The purpose of this study was to enhance the effect in the PET image quality according to event bootstrap of small animal PET data. In order to investigate the time difference condition, realigned sinograms were generated from randomly sampled data set using bootstrap. List-mode data was obtained from small animal PET scanner for Ge-68 30 sec, Y-90 20 min and Y-90 60 min. PET image was reconstructed by Ordered Subset Expectation Maximization(OSEM) 2D with the list-mode format. Image analysis was investigated by Signal to Noise Ratio(SNR) of Ge-68 and Y-90 image. Non-parametric resampled PET image SNR percent change for the Ge-68 30 sec, Y-90 60 min, and Y-90 20 min was 1.69 %, 7.03 %, and 4.78 %, respectively.
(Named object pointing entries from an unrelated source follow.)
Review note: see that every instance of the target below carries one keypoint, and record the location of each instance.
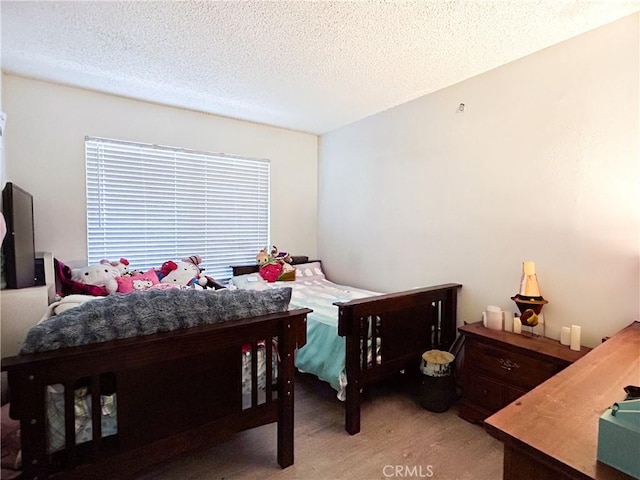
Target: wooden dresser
(497, 367)
(551, 433)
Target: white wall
(543, 165)
(45, 145)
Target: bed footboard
(387, 333)
(172, 392)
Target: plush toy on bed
(100, 275)
(121, 265)
(274, 265)
(186, 272)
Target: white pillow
(252, 281)
(309, 271)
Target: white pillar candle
(508, 321)
(517, 325)
(575, 338)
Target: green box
(619, 437)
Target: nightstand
(494, 368)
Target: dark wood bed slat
(175, 391)
(410, 323)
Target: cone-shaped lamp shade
(529, 295)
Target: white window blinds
(150, 204)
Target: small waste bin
(437, 385)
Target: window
(150, 204)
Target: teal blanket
(324, 353)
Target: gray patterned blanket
(143, 313)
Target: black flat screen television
(18, 246)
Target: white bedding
(324, 353)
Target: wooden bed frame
(407, 324)
(176, 391)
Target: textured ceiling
(311, 66)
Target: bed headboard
(244, 269)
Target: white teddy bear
(101, 275)
(184, 273)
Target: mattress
(324, 353)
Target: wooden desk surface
(557, 422)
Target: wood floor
(399, 439)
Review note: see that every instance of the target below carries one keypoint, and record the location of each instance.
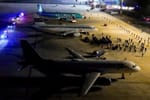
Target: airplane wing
(74, 54)
(71, 33)
(89, 81)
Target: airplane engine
(103, 81)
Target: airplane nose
(137, 68)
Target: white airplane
(63, 30)
(92, 69)
(64, 16)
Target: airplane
(66, 16)
(92, 69)
(94, 54)
(63, 30)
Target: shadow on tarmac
(45, 87)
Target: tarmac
(135, 87)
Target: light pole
(121, 5)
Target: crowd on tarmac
(105, 42)
(136, 42)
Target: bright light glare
(3, 43)
(3, 36)
(21, 14)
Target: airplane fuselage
(58, 15)
(78, 66)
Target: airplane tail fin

SNR percent change of non-parametric resampled PET image with time difference condition was 1.08 % for the Ge-68 30 sec, 6.74 % for the Y-90 60 min and 10.94 % for the Y-90 29 min. The result indicated that the bootstrap with time difference condition had a potential to improve a noisy Y-90 PET image quality. This method should be expected to reduce Y-90 PET measurement time and to enhance its accuracy.
基于事件信息自举法的PET图像定量评价
本研究的目的是通过小动物PET数据的事件自举来提高PET图像质量的效果。为了研究时差条件,采用自举法从随机采样的数据集生成重新对齐的信号图。从小动物PET扫描仪获得Ge-68 30秒,Y-90 20分钟和Y-90 60分钟的列表模式数据。PET图像通过有序子集期望最大化(OSEM) 2D以列表模式格式重建。利用Ge-68和Y-90图像的信噪比(SNR)对图像进行分析。Ge-68 30秒、Y-90 60分钟和Y-90 20分钟的非参数重采样PET图像信噪比变化分别为1.69%、7.03%和4.78%。时差条件下非参数重采样PET图像的信噪比变化率在Ge-68 30秒时为1.08%,在Y-90 60分钟时为6.74%,在Y-90 29分钟时为10.94%。结果表明,时差条件下的自举有可能改善有噪声的Y-90 PET图像质量。该方法有望减少Y-90 PET测量时间并提高其准确性。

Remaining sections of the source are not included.